Fue una de esos momentos en los que la conversación invita a
más conversación. “Noches de barra libre” reímos cuando lo comentamos.
Sólo faltaba el humo del tabaco en aquel bar de las afueras,
del resto lo tenía todo: Sonny Boy de fondo en una versión sucia con The
Yardbirds, copas baratas, un murmullo que ocultaba nuestras estupideces y una
bonita camarera “Entre guarra y porcelana” dijiste casi doblado y teniendo la
temeraria precaución de soltártela cuando ella estaba cerca.
-Bah, bah, no me lo creo.
-Que sí hombre –me sinceraba a carcajadas- fue ella antes
que la mano.
Y tú encima de la silla, maldito cabrón, aplaudiendo
mientras derramabas el ron con fanta entre todos los del alrededor.
-No me habré matado yo a pajas antes de que me pagarais la
puta. –sentándote y dando un enorme trago.
-Hombre, el párkinson de tu mano derecha estaba haciendo
estragos en ti.
No me habré reído desde entonces recordando aquella
conversación plagada de nostalgia y confesiones, un poco de humor pero no más
refinado que cuando teníamos 18 años y te acompañamos a ver a “la Rafa”, mitad
mujer, mitad engendro.
-Que le mandé un ramo de rosas y todo, tío. -dijiste
socarrón.
-¿En san Valentín?
-No, no, tío, por carnaval…
No pude soportarlo y me caí de la risa a un costado. Qué
habría de verdad en todo aquello aún me lo pregunto. La camarera ya comenzaba a
estar harta de nosotros y los de alrededor empezaban a irse en nuestras tres de
la madrugada, a las 8 de la mañana, como desaparecen los cigarros de la
cajetilla. Los dos con el mono de tabaco engañándonos con ron o lo que cayese
al lado.
Sonaba Slow Walk en instrumental cuando la camarera solicitó
amablemente que nos largásemos de una puta vez. Te dio su número de tres cifras,
el 091, que te dejó más contento que un niño huérfano tras ser adoptado.

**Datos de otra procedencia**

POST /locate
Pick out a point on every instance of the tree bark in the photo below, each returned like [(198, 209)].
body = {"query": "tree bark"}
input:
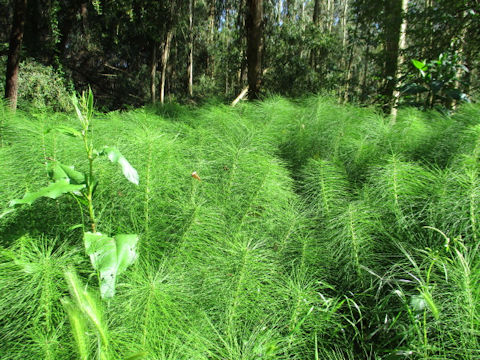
[(165, 55), (316, 13), (191, 6), (210, 70), (13, 61), (254, 46), (153, 73), (402, 44), (393, 21)]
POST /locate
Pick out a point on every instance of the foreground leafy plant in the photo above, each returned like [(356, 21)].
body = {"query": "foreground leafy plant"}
[(109, 256)]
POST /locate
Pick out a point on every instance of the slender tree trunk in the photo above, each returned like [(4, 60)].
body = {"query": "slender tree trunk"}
[(190, 57), (402, 44), (316, 23), (346, 94), (211, 35), (254, 46), (316, 13), (153, 73), (13, 61), (363, 95), (344, 23), (289, 9), (393, 22), (165, 55), (330, 7)]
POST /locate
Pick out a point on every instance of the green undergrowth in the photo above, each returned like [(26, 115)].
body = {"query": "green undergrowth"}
[(309, 231)]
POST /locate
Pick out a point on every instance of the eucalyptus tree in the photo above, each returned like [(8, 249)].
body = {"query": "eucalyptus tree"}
[(15, 46)]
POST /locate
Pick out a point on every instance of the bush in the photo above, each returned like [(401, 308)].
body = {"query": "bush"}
[(40, 86)]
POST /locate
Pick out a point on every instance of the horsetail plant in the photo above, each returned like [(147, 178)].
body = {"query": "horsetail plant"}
[(110, 256)]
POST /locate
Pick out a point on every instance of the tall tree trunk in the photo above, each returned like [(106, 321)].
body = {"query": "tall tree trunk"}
[(344, 23), (211, 35), (316, 22), (402, 44), (153, 73), (316, 13), (191, 6), (364, 92), (289, 9), (165, 55), (254, 46), (348, 81), (13, 61), (330, 12), (392, 24)]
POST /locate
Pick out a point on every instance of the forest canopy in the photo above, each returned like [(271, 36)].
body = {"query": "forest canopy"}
[(133, 52)]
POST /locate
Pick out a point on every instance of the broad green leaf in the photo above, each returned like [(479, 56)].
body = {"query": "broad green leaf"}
[(136, 356), (89, 104), (6, 212), (52, 191), (76, 105), (58, 171), (68, 131), (86, 304), (110, 257), (78, 326), (417, 302), (116, 156), (431, 304)]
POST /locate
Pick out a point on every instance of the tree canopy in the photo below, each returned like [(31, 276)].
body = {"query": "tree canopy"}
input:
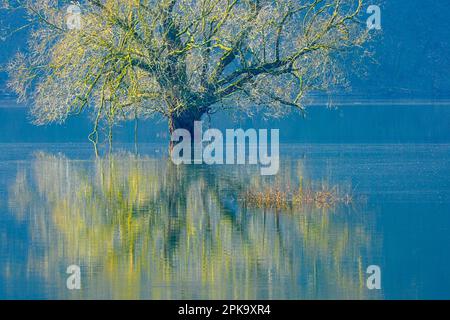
[(181, 58)]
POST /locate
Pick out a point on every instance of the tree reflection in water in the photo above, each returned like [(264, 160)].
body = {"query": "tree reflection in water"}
[(141, 227)]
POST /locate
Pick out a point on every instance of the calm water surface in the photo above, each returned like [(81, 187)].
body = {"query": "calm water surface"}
[(140, 227)]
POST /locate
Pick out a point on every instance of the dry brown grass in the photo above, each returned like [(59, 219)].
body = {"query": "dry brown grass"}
[(323, 196)]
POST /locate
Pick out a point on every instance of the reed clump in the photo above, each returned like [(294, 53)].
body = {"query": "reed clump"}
[(322, 196)]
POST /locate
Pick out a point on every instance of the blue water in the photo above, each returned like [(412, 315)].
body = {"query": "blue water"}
[(141, 228)]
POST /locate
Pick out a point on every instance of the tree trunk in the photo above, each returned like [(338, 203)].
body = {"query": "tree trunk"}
[(184, 120)]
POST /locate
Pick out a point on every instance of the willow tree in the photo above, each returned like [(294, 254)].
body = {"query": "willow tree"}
[(182, 59)]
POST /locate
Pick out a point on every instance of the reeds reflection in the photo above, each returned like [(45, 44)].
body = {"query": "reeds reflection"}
[(144, 228)]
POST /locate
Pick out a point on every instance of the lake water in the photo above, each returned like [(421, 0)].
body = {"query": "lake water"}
[(140, 227)]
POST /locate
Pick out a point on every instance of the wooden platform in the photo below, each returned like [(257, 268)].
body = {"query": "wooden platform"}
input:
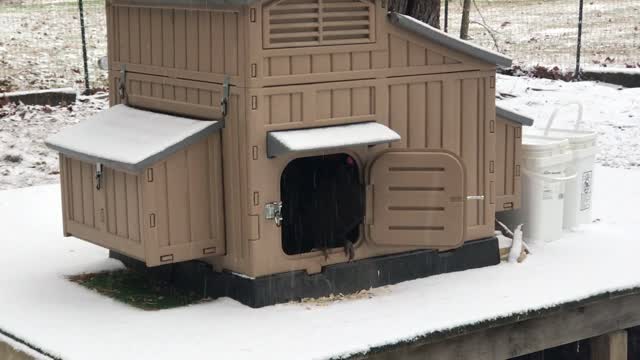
[(603, 319)]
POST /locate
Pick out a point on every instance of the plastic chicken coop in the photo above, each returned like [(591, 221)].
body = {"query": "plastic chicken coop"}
[(265, 137)]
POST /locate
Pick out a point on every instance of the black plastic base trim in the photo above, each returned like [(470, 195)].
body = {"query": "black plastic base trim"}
[(342, 278)]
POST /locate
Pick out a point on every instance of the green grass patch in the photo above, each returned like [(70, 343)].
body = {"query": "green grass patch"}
[(137, 289)]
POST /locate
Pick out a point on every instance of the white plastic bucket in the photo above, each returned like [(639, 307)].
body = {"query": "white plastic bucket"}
[(577, 203), (545, 164)]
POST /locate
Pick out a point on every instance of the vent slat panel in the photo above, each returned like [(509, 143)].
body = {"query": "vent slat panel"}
[(294, 23)]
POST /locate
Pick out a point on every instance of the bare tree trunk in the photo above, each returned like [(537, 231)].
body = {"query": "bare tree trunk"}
[(464, 25), (427, 11), (399, 6)]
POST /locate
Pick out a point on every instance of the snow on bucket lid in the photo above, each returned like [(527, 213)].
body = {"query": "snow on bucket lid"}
[(542, 146), (578, 139)]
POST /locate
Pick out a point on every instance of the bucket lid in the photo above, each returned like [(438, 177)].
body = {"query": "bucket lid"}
[(541, 146), (578, 139)]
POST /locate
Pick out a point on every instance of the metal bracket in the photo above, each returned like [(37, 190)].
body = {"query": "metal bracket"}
[(475, 197), (122, 84), (273, 211), (224, 103), (98, 176)]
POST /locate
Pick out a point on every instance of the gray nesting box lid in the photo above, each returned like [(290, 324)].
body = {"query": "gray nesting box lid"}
[(129, 139), (440, 37), (513, 116), (330, 137)]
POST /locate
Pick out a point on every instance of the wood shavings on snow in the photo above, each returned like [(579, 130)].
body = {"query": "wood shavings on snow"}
[(333, 298)]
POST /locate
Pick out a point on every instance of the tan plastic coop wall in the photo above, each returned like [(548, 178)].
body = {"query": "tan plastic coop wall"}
[(171, 212), (179, 42), (435, 98), (453, 112), (508, 158)]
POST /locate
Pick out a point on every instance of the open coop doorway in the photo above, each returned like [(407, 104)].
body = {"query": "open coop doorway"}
[(322, 203)]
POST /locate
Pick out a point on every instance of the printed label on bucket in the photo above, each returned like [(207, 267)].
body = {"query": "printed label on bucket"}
[(585, 193)]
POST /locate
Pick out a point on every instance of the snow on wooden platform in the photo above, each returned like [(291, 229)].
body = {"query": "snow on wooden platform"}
[(38, 305)]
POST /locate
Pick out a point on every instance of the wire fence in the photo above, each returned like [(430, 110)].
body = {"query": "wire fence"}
[(41, 47), (546, 32)]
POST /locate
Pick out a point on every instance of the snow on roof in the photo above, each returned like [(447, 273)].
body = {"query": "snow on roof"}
[(369, 133), (429, 32), (513, 116), (39, 305), (194, 3), (129, 139)]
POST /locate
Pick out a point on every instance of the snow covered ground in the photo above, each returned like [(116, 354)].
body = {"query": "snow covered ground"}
[(41, 48), (612, 111), (40, 306), (40, 43), (24, 159)]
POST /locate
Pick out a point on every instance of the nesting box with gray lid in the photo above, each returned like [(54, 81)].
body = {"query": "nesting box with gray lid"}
[(265, 137)]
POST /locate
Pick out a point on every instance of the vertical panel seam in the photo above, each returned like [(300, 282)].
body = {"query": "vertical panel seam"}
[(188, 185), (166, 211), (426, 114)]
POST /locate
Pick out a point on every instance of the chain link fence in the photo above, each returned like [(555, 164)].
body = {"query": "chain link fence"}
[(41, 47), (535, 32)]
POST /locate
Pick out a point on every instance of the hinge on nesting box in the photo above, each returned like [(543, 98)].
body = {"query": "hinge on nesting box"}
[(98, 176), (122, 84), (224, 103)]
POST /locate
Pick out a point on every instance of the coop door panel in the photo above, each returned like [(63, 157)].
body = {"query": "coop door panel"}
[(108, 216), (416, 199), (184, 205)]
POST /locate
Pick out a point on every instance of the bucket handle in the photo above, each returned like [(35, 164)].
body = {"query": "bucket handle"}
[(555, 113), (549, 178)]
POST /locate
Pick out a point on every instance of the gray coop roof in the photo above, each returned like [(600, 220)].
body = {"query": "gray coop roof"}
[(513, 116), (440, 37), (129, 139), (188, 3), (329, 137)]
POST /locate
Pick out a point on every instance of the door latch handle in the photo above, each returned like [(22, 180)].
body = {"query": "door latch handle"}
[(475, 197), (273, 211)]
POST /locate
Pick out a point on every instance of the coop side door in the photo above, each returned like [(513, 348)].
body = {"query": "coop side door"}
[(183, 198), (416, 199)]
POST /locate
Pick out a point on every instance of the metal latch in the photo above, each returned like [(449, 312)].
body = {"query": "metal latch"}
[(122, 84), (98, 175), (475, 197), (273, 211), (224, 103)]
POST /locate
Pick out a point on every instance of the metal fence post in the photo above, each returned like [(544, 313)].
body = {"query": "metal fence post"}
[(577, 74), (84, 47), (446, 15)]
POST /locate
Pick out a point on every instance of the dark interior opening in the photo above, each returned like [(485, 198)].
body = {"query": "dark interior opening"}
[(322, 203)]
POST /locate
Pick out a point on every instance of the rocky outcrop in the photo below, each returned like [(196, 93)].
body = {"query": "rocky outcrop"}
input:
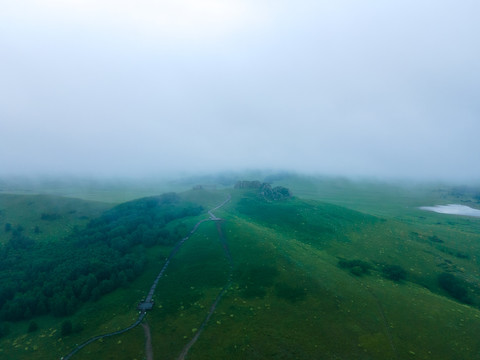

No llegamos a cruzar la calle y en el mismo banco frente al
bar nos quedamos dormidos. Nos despertó la policía con un comentario sobre que
ya éramos mayorcitos y sin decirnos ni adiós nos piramos cada uno en su cuesta
arriba a casa.
Una vez allí, por alguna extraña razón, me imaginé durmiendo
en el techo. Vomité y me fui a la cama. Miré mi mano derecha y terminé la noche
perdiendo la virginidad conmigo mismo, de nuevo, como quien con 14 años
descubre una diosa en la portada de una revista.